After a 17-hour standoff, the cabin lights went out due to a loss of power when the aircraft ran out of fuel. The hijackers opened fire inside the darkened cabin. Three exit doors had been opened by Neerja, her fellow colleagues, and the passengers, and Neerja remained on board to assist passengers in escaping. She was shot by the hijackers while shielding three children from the bullets. Eyewitness accounts later stated that she was shot at point-blank range by one of the hijackers. Neerja, who was bleeding profusely, was pushed down the emergency slide by two of her colleagues. She was helped by other crew members onto an ambulance and later succumbed to her injuries at the Jinnah Hospital.

==Legacy and honours==

Her loyalties to the passengers of the aircraft in distress will forever be a lasting tribute to the finest qualities of the human spirit.
— Ashoka Chakra citation

Neerja was praised as a hero for her actions during the hijacking. The Government of India posthumously awarded her the Ashoka Chakra, India's highest peacetime gallantry award in 1987. She was the first woman to receive the award and the youngest recipient of the award. She was awarded the Tamgha-e-Insaniyat, Pakistan's fourth-highest civilian award, by the Government of Pakistan. She was awarded the Flight Safety Foundation Heroism Award for 1987, and the Medal of Heroism from the National Society of the Sons of the American Revolution. In 2004, India Post released a commemorative stamp in her honour.

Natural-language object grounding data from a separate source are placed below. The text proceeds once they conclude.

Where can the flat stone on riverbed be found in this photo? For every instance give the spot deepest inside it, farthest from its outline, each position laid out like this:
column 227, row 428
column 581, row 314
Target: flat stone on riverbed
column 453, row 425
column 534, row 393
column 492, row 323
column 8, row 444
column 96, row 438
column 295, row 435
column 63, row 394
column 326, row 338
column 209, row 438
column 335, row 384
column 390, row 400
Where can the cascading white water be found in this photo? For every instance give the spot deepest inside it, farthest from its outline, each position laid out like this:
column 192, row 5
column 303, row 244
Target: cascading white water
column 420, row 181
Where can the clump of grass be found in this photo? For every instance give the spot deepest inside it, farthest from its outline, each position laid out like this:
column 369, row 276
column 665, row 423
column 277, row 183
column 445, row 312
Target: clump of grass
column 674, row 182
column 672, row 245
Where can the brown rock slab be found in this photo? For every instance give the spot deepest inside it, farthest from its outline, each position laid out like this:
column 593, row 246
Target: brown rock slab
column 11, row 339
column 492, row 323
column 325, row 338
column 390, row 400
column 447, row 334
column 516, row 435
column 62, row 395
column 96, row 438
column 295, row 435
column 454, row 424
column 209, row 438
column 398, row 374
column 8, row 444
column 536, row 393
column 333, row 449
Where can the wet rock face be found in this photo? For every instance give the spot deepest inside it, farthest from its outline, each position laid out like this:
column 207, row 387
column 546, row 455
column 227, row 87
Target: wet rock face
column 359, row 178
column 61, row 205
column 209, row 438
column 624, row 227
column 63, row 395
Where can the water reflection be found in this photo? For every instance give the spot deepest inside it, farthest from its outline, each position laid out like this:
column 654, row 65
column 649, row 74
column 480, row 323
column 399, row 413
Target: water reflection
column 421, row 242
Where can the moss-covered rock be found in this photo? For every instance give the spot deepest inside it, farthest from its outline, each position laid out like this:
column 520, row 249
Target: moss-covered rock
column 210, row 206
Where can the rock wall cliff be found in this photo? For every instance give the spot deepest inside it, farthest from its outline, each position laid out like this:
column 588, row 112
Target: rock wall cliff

In 2005, she was awarded the "Justice for Crimes Award" by the United States Attorney for the District of Columbia. In 2006, the United States Department of Justice awarded the "Special Courage Award" to Neerja and her fellow flight attendants. She was honoured by the Indian Ministry of Civil Aviation in 2011. She was awarded the "Bharat Gaurav Award" in 2016 by the House of Commons of British Parliament.

With the insurance money they received after her death, along with an equal contribution from Pan Am, Neerja's parents established the Neerja Bhanot Pan Am Trust with an initial corpus of ₹3.65 million. The trust presents two annual awards: one to a flight crew member anywhere in the world who acts beyond the call of duty, and the Neerja Bhanot Award to an Indian woman who overcomes social injustice to help other women in distress. The award comprises ₹150,000, a trophy, and a citation. In 2017, Panjab University inaugurated the Neerja Bhanot Hostel in its Chandigarh campus. The Neerja Bhanot Chowk is a public square in Mumbai that is named after her.

==In popular culture==
- The Neerja I Knew (2016) is a coffee table book compiled by her brother Aneesh, featuring chapters written by her acquaintances.
- Neerja (2016) is an Indian Hindi-language biographical film directed by Ram Madhvani and starring Sonam Kapoor as Neerja.
- The Smile of Courage (2018) is a biographical book authored by her brother Aneesh.